Hay días en que el aire parece envenenado y leer resulta una tortura para los ojos, entretenerse con una serie parece en estos casos, una buena opción. Recientemente se estrenó “El caso Cassez-Vallarta: una novela criminal», basada en la investigación de Jorge Volpi, en la cual una de las principales temática gira entorno a los secuestros en nuestro país, y me dió para esta pesquisa reflexiva.

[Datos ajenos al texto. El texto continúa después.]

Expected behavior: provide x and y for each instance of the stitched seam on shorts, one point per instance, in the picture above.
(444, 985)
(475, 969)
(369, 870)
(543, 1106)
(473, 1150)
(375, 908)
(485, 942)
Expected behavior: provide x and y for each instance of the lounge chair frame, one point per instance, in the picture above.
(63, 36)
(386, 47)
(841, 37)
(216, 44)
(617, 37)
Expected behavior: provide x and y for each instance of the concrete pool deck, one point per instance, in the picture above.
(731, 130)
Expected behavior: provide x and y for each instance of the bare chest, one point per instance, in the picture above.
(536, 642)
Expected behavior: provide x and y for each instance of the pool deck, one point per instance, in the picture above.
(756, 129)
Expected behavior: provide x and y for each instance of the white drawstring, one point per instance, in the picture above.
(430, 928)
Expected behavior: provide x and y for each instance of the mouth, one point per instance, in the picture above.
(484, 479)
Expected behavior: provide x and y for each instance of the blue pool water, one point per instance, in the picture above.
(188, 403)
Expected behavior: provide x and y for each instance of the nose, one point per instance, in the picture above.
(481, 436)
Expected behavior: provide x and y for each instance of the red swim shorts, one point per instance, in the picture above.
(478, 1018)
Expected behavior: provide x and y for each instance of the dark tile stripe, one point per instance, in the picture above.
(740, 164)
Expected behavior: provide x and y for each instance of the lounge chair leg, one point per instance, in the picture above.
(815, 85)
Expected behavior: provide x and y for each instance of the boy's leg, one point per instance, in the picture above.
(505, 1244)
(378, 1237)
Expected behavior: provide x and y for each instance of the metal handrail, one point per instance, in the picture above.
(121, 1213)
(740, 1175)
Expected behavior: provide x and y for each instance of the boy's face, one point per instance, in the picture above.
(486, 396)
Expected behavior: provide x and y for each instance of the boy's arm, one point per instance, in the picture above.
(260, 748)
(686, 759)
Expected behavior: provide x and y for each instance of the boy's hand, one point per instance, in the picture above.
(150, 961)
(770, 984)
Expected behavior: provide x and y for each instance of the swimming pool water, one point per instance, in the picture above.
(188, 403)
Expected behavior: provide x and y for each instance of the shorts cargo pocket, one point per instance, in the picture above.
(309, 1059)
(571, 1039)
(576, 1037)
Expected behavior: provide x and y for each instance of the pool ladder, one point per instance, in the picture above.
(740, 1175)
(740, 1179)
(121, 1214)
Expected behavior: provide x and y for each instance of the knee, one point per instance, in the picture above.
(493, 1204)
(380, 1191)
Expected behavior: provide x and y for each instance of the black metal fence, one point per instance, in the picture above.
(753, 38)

El secuestro sigue siendo una realidad, es una de las muchas expresiones de la violencia socio-política. Es un delito tan grave como el homicidio, este último consiste en quitar la vida destruyendo toda posibilidad de existencia, pero en el secuestro se anulan los planes y proyectos de vida del individuo y se atenta contra su libertad y desarrollo personal, las víctimas disminuyen su capacidad de respuesta frente a la vida. La expresión sequestrum proviene del verbo latino sequestrare, que significa sacar o sustraer algo o a alguien de su contexto, manteniéndolo cautivo. El modus operandi es más o menos conocido: se trata de personas, por las que se pide un “rescate”, lo que no garantiza, en ningún caso, la devolución intacta de quienes han sido sometidos a semejante violentación, ya que más allá de lo posible, implica la muerte. En otros casos, para llevarlo a cabo el victimario tiene que proceder, en algunos casos, como “un cuidador” para que su víctima no muera, ambivalencia que en ocasiones da origen al síndrome de Estocolmo, que es la reacción psicológica en la cual la persona retenida contra su voluntad desarrolla un fuerte vínculo afectivo con quien la ha secuestrado. En efecto, no sólo se secuestra por necesidad, sino también por la fidelidad a símbolos, a ideologías, a fundamentalismos, para obtener recursos económicos (secuestro extorsivo), como si estos justificaran la cosificación humana.

Aunque la mirada científica, los reportes estadísticos y los estudios epidemiológicos sobre traumase han centrado en las víctimas directas, es decir aquellas personas que lo experimentan en carne propia, el impacto psicológico del trauma no puede reducirse a quienes lo viven directamente; sus consecuencias, constructivas y patológicas, se extienden hacia el medio social inmediato, familia y allegados. Con la introducción del Síndrome de Estrés Post-Traumático en los manuales de psicodiagnóstico, se inicia el reconocimiento de la naturaleza potencialmente destructiva de este evento al que estamos expuestos la población en general. Haber sufrido un profundo irrespeto de los derechos fundamentales y además, continuar recordando esta experiencia cada vez que escuchan las noticias de otros secuestros, genera la sensación de estar en un lugar amenazante y riesgoso, de impotencia frente a la violencia que nos aqueja.

La libertad es un elemento estabilizador del ser humano, generador de salud mental. Sin libertad es inexplicable la existencia humana. Sobrevivir al secuestro es, podría afirmarse, un acto de heroísmo vinculado íntimamente a la manifestación de resiliencia: esa capacidad de sobreponerse al trauma, ese proceso de adaptarse, ese recurso que tendrán que trabajar las víctimas del secuestro para intentar reestructurar su vida. Resistir y rehacerse, reponerse del dolor y a la desesperanza, porque como escribió Jean Paul Sartre: “Lo importante no es lo que se hace de nosotros, sino lo que hacemos nosotros mismos de lo que nos hicieron”.